My heart hurts today. My friend Laura Pogliano has lost her 22-year-old son Zac, who had paranoid schizophrenia. Both Laura and Zac were tireless and passionate advocates for ending the stigma of mental illness. Their story was featured in USA Today's "Cost of Not Caring" series, where Laura described herself as a "fortunate" mother -- fortunate because despite personal bankruptcy, she had been able to obtain treatment that seemed to be working for her son. This tragic turn reminds all of us mothers just how fragile life is for our children who have serious mental illness. As a parent of a child with bipolar disorder, my worst nightmare is what happened to Laura and her son.
There's a popular quote floating around mental health advocacy circles: "Mental illness is not a choice. But recovery is." I know people will disagree with me, but today, I'm tired of that sentiment, and I wish we would retire the word "recovery." When local and national mental health policy is shaped by high-functioning consumers who have been able to manage their illnesses rather than by the sickest patients and their families, it's the equivalent of only allowing stage 1 cancer survivors to drive the narrative and take most of the funds. While their courage is admirable and their struggles are genuine, too often, we lose sight of those who are suffering the most. They become invisible to us, marginalized on the streets or in prison. Or they die young, like Zac.
I wish we would stop talking about recovery and replace it with a more useful, less stigmatizing word: hope.
Here are five reasons I wish we would stop using the word "recovery" for serious mental illness.
1. Not everyone recovers. The word "recovery" has become central to mental health care, from the top down. In fact, the Substance Abuse and Mental Health Services Administration's stated mission is that "People recover." With serious mental illness, that's not true. People recover from head colds. They recover from chicken pox. They recover from situational depression. They even recover from trauma. But some diseases are lifelong. Like diabetes, or Parkinson's disease, or multiple sclerosis, serious mental illness is a lifelong, chronic health condition.
2. Recovery and its partner phrase, behavioral health, imply that mental illness is a choice. Mental illness is not a choice or a character flaw. The focus on "behavioral health" unintentionally stigmatizes the very people that SAMHSA is meant to help: those with serious mental illness.
3. The word "recovery" suggests that people need to return to a "normal" state, rather than embrace their differences. What does a person with bipolar disorder or autism need to "recover" from? When people realize they are not their diagnoses, they can start to find things that actually work to help them live successful and productive lives.

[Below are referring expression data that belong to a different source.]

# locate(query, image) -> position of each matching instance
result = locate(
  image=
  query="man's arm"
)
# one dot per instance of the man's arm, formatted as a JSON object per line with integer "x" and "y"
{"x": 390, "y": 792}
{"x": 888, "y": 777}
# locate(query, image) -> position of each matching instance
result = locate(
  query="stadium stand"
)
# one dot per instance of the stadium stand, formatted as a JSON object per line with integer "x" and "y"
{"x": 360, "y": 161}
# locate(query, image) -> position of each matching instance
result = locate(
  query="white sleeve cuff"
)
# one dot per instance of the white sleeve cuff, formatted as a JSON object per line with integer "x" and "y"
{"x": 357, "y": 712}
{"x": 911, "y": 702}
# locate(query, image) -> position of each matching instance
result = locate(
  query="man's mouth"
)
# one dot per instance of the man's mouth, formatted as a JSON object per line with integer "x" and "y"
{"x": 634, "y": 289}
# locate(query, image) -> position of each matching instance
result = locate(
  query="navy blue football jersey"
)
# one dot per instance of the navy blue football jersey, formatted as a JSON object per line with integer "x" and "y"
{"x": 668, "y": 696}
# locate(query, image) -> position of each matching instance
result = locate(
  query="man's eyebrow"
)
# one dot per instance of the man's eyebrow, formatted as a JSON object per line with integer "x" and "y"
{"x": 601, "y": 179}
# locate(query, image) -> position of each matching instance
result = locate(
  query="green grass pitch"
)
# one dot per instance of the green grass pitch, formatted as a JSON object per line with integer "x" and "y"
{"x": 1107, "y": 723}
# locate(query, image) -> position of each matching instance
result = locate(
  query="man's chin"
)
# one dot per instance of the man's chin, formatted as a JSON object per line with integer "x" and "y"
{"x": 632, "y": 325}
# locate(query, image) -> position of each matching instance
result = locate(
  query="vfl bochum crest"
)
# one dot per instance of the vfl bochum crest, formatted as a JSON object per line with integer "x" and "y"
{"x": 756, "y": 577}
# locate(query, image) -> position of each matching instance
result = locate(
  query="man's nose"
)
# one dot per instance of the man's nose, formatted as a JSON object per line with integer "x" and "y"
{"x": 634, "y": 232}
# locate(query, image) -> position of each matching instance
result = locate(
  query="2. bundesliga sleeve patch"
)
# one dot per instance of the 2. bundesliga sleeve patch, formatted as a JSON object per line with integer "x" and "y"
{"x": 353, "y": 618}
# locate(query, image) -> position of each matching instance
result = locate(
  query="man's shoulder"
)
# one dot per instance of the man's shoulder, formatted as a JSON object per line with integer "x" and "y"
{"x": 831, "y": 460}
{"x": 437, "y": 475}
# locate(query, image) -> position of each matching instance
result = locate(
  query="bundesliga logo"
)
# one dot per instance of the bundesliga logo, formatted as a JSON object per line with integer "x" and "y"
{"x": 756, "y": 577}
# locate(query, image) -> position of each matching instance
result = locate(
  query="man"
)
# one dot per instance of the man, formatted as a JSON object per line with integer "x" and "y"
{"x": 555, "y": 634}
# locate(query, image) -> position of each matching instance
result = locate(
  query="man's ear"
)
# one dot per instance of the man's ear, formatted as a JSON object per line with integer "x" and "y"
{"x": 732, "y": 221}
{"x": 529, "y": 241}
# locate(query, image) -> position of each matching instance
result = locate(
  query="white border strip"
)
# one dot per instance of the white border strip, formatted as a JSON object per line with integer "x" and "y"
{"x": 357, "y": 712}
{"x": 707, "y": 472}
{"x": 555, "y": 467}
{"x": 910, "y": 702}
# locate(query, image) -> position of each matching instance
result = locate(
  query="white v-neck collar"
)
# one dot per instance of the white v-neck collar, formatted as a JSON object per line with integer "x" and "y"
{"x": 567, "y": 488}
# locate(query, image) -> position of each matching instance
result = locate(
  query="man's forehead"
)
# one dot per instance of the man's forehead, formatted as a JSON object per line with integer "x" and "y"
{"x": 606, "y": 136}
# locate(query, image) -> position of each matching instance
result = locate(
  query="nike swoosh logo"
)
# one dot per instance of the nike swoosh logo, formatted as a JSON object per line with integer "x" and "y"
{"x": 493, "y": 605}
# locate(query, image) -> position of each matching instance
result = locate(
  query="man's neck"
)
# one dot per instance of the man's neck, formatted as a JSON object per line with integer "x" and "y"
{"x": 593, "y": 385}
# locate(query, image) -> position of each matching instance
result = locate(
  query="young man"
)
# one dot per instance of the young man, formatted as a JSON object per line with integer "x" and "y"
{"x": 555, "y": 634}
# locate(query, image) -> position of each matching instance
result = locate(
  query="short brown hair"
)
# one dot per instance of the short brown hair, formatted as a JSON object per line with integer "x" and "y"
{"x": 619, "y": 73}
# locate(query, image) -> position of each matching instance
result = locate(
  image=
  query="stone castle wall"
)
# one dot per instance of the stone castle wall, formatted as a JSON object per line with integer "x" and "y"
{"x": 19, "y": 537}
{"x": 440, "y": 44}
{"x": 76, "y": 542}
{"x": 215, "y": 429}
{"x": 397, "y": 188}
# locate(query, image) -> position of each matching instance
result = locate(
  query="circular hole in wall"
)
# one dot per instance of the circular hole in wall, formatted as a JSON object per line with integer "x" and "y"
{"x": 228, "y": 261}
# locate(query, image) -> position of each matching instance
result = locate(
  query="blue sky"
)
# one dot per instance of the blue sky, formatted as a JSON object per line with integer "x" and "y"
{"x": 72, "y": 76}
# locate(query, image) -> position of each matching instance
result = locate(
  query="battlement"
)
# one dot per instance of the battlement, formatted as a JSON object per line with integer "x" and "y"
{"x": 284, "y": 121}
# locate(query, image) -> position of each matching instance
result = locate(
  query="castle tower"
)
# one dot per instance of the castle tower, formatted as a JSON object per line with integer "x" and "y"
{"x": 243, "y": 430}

That's hope, not recovery.
4. The concept of recovery increases stigma, both within and outside the mental health community. Again, if people recover, why aren't you recovering? It must be a choice you are making, or something you're doing wrong. Some people tell you the medications you take are preventing you from recovery. Others tell you that your choice to stop medication is preventing you from recovery. Who is right? Hope is a universal concept that embraces a wide range of possibilities. Recovery seems dependent on a prescribed set of treatments that may not work for everyone.
5. Recovery is an unrealistic standard for any chronic illness, including mental illness. We would never apply the blanket expectation of recovery to any other chronic illness or disability. With cancer and autoimmune disorders, we use the term "remission" to describe a life-threatening systemic illness that with luck and treatment has been stopped in its tracks. With other chronic illnesses like diabetes, we talk about managing the illness. But with mental illness, we expect people to "choose" recovery, even when they are experiencing psychosis, or when their disease steals their ability to make rational choices.
Behavioral health is an important concept for everyone. We should all focus on our behavioral health: on diet, exercise, mindfulness, good sleep habits. But behavioral health is not mental illness. Mental illness is physical illness. For people with serious mental illness, behavioral health alone will not "fix" or "cure" the chronic condition, and for us to expect otherwise is unrealistic and cruel. We need to focus on effective treatments, not inaccurate judgments about what we "believe" or "feel" mental illness is. It's a very real health challenge, with real and sometimes devastating consequences for those who live with it and their families.
Let's keep talking about behavioral health for everyone. But let's stop talking about recovery for serious mental illness and start celebrating people whose brain disorders cause them to live with health challenges comparable to those experienced by cancer patients. The word we need, in the face of so much loss, is hope. Mental illness is not a choice. But hope is. Even in the face of tragedy, today I choose hope.